My favorite camping areas near Bluff, Utah, are on either side of Comb Ridge. I found this geologic feature beautiful from all angles, as when the setting sun fired up its west flank one afternoon.
To me there's nothing like moseying up a red dirt road in the countryside. This one ambles north through Comb Wash, the ridge on its right.
On the day I was driving east on Hwy 95, back from a visit to Jacob's Chair and White Canyon, I realized how huge this ridge is.
I was nearing Blanding, which is twenty-six miles north of Bluff. And, as if for emphasis, a dramatic highway cut slices through the wall.
It is both beautiful and formidable. For the time being I thought of it as some sort of geologic upthrust, and left it at that.

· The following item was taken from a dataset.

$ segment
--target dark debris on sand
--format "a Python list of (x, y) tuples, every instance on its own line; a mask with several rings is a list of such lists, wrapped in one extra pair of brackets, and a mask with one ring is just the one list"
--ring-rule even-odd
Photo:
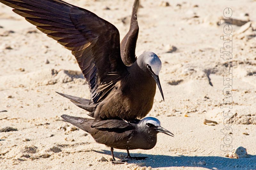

Comb Ridge runs north-south through Bears Ears National Monument, so I began thinking of it as the bear's spine, what with its cockscomb in places also looking like well-articulated vertebrae (1st & 2nd photos above). Here's the Bear's Ears, in the northward area of the park:
I also love camping on the east side, up Butler Wash, because clambering around on the slick rock side of the ridge is such fun. The terrain is entirely different from the red escarpment on the west side.
The central red mound (below) is one of the westside 'combs' showing through to the east. It provided a fine goal for hiking one day, but I was tired and it was farther than it looked!
Eventually I had to head home, south along Hwy 160 toward Flagstaff. To my astonishment, Comb Ridge traveled right along beside me for miles and miles, nearly to Kayenta, AZ.
It finally petered out near the field of volcanic plugs that includes the famous Agathla Peak, aka El Capitan (below). By then I was determined to figure out how a ridge so long could have formed.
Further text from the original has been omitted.